2. Estes eventos exigiram do país em geral e do nosso sector, em particular, o redobrar de esforços e a rápida adaptação da nossa forma de ser, de estar e sobretudo, da nossa forma de fazer, ao contexto, para responder de forma pragmática e resoluta aos desafios que nos foram impostos pelas adversidades e assim, garantir que a administração continuasse em pé prestando serviços aos cidadãos.
3. Ainda assim, em resultado da nossa adaptação, não vergamos; erguemos as nossas cabeças e encaramos, de frente, todos os desafios e realizamos actividades cujos resultados alcançados nos diversos domínios nos permitem manifestar o nosso orgulho e olhar para o futuro com esperança de maiores progressos e mais realizações.

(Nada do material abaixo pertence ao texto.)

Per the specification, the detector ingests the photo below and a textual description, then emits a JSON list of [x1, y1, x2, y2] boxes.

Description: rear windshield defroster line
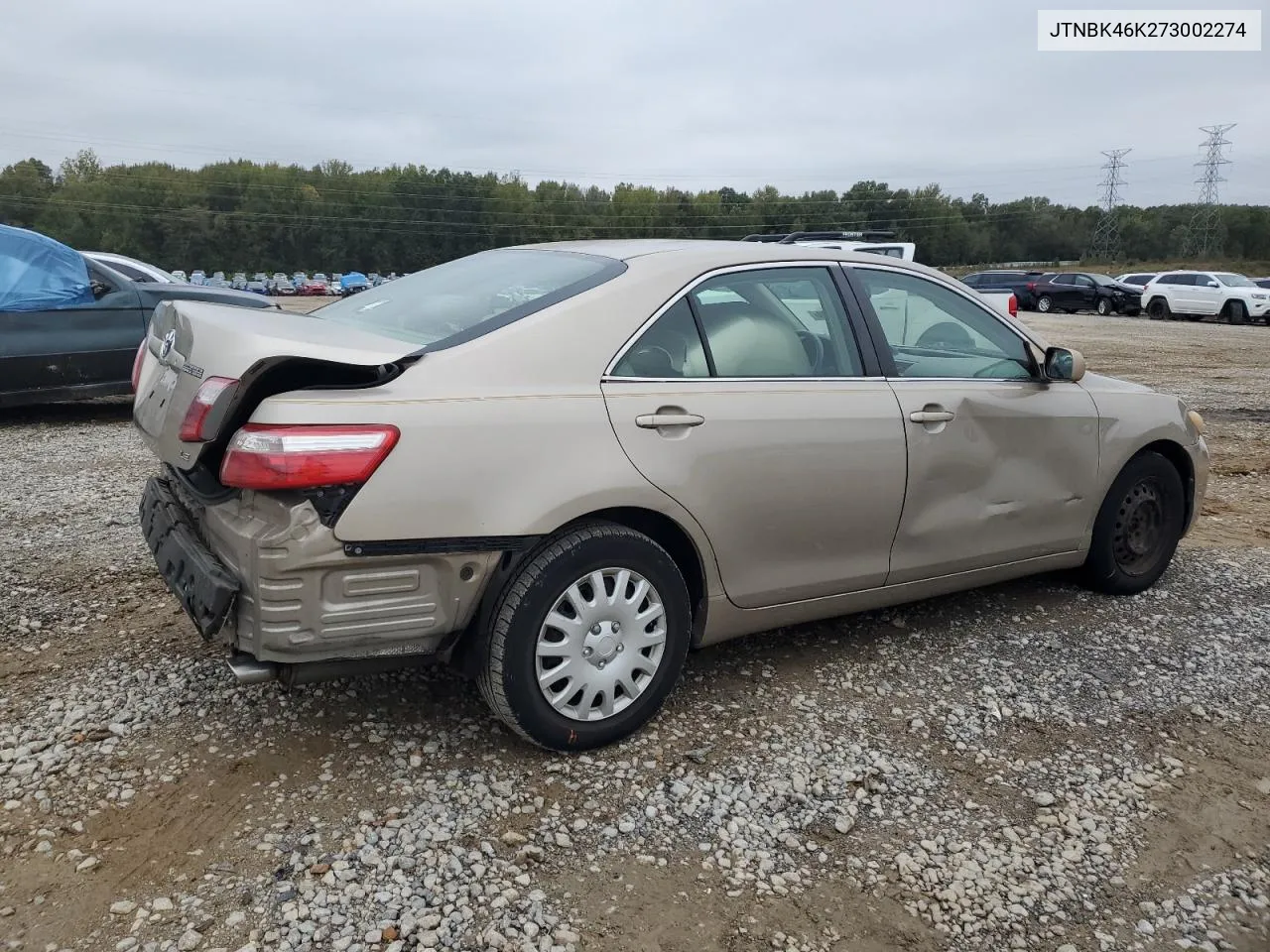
[[313, 248, 626, 355]]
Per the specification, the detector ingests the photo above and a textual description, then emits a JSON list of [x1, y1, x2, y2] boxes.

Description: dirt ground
[[0, 302, 1270, 952]]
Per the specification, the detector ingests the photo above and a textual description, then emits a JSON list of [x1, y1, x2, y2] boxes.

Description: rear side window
[[612, 268, 862, 378], [313, 248, 626, 350]]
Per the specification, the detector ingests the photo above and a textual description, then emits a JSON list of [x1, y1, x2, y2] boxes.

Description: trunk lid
[[132, 300, 418, 471]]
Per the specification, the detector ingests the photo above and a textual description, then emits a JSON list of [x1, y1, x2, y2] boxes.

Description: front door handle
[[908, 410, 956, 422], [635, 414, 706, 430]]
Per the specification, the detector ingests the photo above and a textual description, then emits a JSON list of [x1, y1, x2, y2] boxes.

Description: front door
[[1187, 274, 1225, 313], [848, 266, 1101, 584], [602, 266, 907, 608]]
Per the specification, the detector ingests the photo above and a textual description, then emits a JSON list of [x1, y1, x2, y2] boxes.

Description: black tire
[[476, 522, 693, 750], [1225, 300, 1248, 323], [1082, 452, 1187, 595]]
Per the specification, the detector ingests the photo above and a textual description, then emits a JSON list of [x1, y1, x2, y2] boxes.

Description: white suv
[[1142, 272, 1270, 323]]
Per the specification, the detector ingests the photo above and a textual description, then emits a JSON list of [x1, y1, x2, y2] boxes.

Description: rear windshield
[[314, 248, 626, 349]]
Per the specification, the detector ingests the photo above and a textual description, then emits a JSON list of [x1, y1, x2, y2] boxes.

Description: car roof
[[513, 239, 948, 280]]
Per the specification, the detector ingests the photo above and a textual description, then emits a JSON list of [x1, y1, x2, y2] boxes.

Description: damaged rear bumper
[[142, 477, 500, 676]]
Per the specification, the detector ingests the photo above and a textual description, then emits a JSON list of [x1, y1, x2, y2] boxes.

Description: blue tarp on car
[[0, 225, 92, 311]]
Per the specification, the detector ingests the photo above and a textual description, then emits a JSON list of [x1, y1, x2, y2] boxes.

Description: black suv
[[961, 272, 1043, 311]]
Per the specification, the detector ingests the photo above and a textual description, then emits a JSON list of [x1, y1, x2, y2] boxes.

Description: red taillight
[[181, 377, 237, 443], [221, 422, 401, 491], [132, 334, 150, 394]]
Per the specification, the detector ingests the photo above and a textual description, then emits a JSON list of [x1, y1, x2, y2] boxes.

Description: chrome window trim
[[840, 262, 1042, 355], [599, 373, 889, 384], [599, 255, 873, 382]]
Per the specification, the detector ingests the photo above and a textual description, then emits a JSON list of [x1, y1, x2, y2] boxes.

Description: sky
[[0, 0, 1270, 205]]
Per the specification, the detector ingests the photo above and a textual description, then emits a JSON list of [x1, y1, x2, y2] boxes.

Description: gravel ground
[[0, 316, 1270, 952]]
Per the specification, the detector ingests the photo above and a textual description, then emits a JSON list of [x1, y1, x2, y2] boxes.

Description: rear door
[[600, 262, 907, 608], [1051, 274, 1082, 308], [1188, 274, 1225, 314], [847, 264, 1099, 584], [1075, 274, 1098, 311]]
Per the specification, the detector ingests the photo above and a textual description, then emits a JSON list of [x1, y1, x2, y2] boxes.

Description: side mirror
[[1045, 346, 1084, 382]]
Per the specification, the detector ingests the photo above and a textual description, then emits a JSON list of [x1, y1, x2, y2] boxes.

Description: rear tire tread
[[476, 522, 687, 750]]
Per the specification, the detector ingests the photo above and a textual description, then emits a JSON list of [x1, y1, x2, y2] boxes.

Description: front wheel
[[1082, 452, 1187, 595], [477, 523, 693, 750]]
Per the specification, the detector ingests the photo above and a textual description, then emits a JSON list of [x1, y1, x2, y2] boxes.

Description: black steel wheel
[[1083, 452, 1187, 595]]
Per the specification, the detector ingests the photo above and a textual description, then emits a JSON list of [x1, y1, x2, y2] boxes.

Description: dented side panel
[[886, 378, 1102, 585], [200, 493, 499, 662]]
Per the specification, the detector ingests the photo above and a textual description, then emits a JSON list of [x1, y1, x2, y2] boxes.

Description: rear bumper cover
[[142, 479, 502, 663], [140, 477, 239, 639]]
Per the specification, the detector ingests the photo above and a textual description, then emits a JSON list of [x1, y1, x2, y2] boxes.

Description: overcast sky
[[0, 0, 1270, 204]]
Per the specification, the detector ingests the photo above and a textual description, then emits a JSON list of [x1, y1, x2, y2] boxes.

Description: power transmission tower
[[1084, 149, 1133, 262], [1183, 122, 1235, 258]]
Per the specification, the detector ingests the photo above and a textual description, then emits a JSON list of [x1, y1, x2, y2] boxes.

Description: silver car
[[133, 240, 1207, 749]]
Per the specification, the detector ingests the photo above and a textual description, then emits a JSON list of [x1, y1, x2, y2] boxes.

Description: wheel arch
[[552, 507, 710, 648], [445, 505, 710, 676]]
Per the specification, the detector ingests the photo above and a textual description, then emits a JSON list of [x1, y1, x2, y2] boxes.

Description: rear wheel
[[1082, 452, 1187, 595], [477, 523, 693, 750]]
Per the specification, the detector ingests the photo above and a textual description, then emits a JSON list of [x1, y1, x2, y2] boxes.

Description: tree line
[[0, 150, 1270, 273]]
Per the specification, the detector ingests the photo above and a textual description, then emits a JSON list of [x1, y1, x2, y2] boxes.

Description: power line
[[3, 194, 1063, 235], [1183, 122, 1235, 258], [1084, 149, 1133, 262]]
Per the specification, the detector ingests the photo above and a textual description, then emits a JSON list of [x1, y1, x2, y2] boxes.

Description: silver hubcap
[[535, 568, 666, 721]]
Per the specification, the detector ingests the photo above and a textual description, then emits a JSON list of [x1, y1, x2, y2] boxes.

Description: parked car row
[[961, 271, 1270, 323], [164, 270, 399, 298], [0, 225, 277, 408]]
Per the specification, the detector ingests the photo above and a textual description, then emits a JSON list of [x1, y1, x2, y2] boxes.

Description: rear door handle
[[635, 414, 706, 430]]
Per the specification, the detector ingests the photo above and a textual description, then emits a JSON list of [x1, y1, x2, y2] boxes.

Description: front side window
[[312, 249, 626, 346], [1212, 273, 1256, 289], [612, 268, 862, 378], [854, 267, 1035, 380]]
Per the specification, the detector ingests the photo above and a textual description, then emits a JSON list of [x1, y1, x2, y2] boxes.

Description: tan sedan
[[133, 241, 1207, 749]]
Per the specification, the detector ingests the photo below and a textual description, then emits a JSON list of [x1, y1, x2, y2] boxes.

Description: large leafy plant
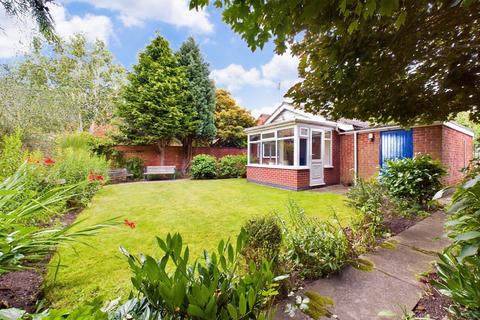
[[436, 176, 480, 319], [278, 202, 350, 279], [122, 229, 276, 319], [379, 155, 446, 206], [0, 163, 111, 274]]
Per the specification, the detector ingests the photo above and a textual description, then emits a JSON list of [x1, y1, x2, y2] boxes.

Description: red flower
[[43, 158, 55, 166], [88, 172, 103, 182], [123, 219, 137, 229]]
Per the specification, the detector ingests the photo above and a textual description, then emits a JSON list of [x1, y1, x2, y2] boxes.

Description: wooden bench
[[108, 168, 133, 182], [143, 166, 177, 179]]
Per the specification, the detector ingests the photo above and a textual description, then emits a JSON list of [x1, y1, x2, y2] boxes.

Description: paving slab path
[[276, 212, 449, 320]]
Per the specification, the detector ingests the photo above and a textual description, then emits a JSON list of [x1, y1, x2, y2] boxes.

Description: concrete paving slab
[[275, 212, 449, 320], [393, 212, 450, 252], [365, 244, 435, 286]]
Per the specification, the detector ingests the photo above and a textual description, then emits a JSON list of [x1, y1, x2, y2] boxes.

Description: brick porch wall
[[323, 131, 341, 185], [247, 166, 310, 190], [442, 126, 473, 185], [340, 125, 473, 184], [339, 134, 354, 185], [357, 132, 380, 179]]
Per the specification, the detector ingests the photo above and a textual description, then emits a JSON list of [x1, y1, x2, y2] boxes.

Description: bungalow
[[246, 102, 474, 190]]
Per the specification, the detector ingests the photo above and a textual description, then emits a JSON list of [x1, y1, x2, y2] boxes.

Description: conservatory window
[[249, 127, 295, 166], [324, 131, 333, 166], [262, 140, 277, 165], [248, 142, 260, 164]]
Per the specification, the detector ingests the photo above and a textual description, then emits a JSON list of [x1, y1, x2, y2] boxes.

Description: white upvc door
[[310, 129, 325, 186]]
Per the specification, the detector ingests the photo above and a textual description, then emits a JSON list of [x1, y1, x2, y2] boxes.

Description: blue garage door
[[380, 130, 413, 167]]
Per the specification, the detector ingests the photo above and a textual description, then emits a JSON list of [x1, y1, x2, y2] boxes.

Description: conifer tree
[[176, 37, 216, 172], [118, 35, 188, 165]]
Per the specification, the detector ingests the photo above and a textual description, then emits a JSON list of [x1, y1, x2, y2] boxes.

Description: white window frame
[[323, 130, 333, 168]]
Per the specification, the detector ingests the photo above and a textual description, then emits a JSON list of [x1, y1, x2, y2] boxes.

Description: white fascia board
[[340, 121, 475, 137]]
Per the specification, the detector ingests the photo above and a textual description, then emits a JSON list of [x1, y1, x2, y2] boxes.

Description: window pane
[[312, 131, 322, 160], [277, 128, 293, 138], [324, 140, 332, 166], [248, 143, 260, 164], [298, 139, 308, 166], [262, 141, 277, 164], [278, 139, 293, 166], [262, 132, 275, 139], [250, 134, 260, 141]]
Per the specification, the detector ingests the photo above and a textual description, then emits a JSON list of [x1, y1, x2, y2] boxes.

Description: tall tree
[[0, 0, 55, 39], [191, 0, 480, 125], [176, 37, 216, 173], [214, 89, 257, 148], [118, 34, 188, 165], [0, 35, 125, 143]]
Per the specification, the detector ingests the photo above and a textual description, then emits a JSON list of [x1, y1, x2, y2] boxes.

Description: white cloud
[[50, 6, 113, 43], [250, 103, 280, 118], [70, 0, 213, 33], [0, 5, 113, 58], [211, 64, 275, 91], [212, 50, 299, 91], [0, 8, 35, 58]]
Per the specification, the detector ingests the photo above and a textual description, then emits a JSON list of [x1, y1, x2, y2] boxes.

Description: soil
[[0, 209, 81, 313], [0, 270, 43, 312], [413, 273, 451, 320], [384, 217, 422, 235]]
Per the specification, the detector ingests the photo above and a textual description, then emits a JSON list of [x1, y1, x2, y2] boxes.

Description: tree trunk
[[182, 137, 193, 175]]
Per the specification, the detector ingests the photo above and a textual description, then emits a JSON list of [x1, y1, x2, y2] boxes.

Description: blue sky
[[0, 0, 298, 116]]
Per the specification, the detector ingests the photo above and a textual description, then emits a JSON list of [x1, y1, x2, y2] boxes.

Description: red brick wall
[[412, 125, 443, 160], [115, 145, 247, 169], [339, 134, 354, 185], [441, 126, 473, 184], [323, 131, 341, 185], [357, 132, 380, 179], [340, 125, 473, 184], [247, 166, 310, 190]]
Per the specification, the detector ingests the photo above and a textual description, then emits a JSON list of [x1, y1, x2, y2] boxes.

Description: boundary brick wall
[[247, 166, 310, 190], [115, 145, 247, 170]]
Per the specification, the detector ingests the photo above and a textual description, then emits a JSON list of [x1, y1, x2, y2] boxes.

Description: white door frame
[[309, 128, 325, 187]]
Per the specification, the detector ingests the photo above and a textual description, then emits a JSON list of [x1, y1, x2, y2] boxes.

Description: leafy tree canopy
[[215, 89, 257, 147], [118, 34, 188, 152], [190, 0, 480, 125], [176, 37, 216, 139], [0, 0, 56, 39], [0, 35, 125, 148]]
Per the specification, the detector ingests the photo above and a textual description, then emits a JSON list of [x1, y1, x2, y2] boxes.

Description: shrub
[[190, 154, 217, 179], [278, 202, 349, 279], [0, 129, 28, 180], [379, 155, 446, 206], [50, 148, 109, 204], [436, 176, 480, 319], [0, 163, 113, 274], [118, 230, 276, 319], [242, 217, 282, 265], [56, 132, 95, 152], [347, 178, 385, 235], [435, 252, 480, 320], [125, 157, 143, 179], [218, 155, 247, 178]]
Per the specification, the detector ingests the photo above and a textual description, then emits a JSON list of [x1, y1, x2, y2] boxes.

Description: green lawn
[[47, 179, 352, 307]]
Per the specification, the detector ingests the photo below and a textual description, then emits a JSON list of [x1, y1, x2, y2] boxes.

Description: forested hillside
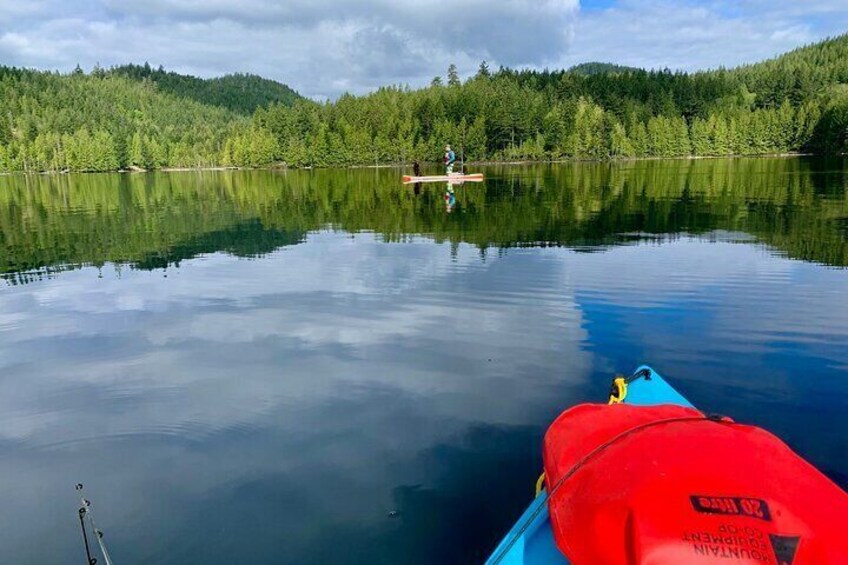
[[0, 35, 848, 171], [248, 35, 848, 166], [106, 63, 300, 115], [0, 67, 248, 172]]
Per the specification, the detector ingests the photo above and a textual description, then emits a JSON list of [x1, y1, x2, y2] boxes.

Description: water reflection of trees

4. A título de exemplo, orgulham-nos o alcance, de entre outros, os seguintes resultados no quadro normativo:
a) Reorganizamos a macro estrutura de governação com a reestruturação dos ministérios em observância do disposto no Decreto nº 12/2015 de 10 de Junho, que estabelece as normas e critérios gerais de organização dos ministérios;
b) Reestruturamos os governos provinciais em cumprimento do disposto no Decreto nº 21/2015 de 9 de Setembro, que estabelece a natureza, organização e funcionamento do governo provincial, bem como, as direcções provinciais, ao abrigo das normas constantes do Decreto nº 24/2015 de 30 de Outubro, que aprova as normas e critérios de organização das direcções provinciais;
c) Elaboramos as normas que regulam as atribuições, autonomia, regime orçamental, organização e funcionamento dos institutos, fundações e fundos públicos, aprovados pelo Decreto nº 41/2018 de 23 de Julho, que deu azo a um processo de padronização e reestruturação das instituições da administração indirecta do Estado.
d) Aperfeiçoamos os instrumentos de gestão dos recursos humanos do Estado com a revisão do Estatuto Geral dos Funcionários e Agentes do Estado pela Lei nº 10/2017 de 1 de Agosto, e legislação complementar que integra entre outra, o respectivo regulamento e os decretos relativos a: Distinção e Premiações; Bolsas de Estudo na Administração Pública; Subsídio em Prisão Preventiva; Higiene e Segurança no Trabalho; Regime de Carreiras e Remunerações; e de abonos de ajudas de custos.
e) Aprimoramos os mecanismos de controlo na gestão dos funcionários e agentes do Estado com a introdução e implementação da prova de vida biométrica periódica, em 2016, posteriormente integrado no Regulamento do Estatuto Geral dos Funcionários e Agentes do Estado ao abrigo do Decreto nº 05/2018, de 26 de Fevereiro, com implicações positivas no controlo da despesa pública para o pagamento de salários.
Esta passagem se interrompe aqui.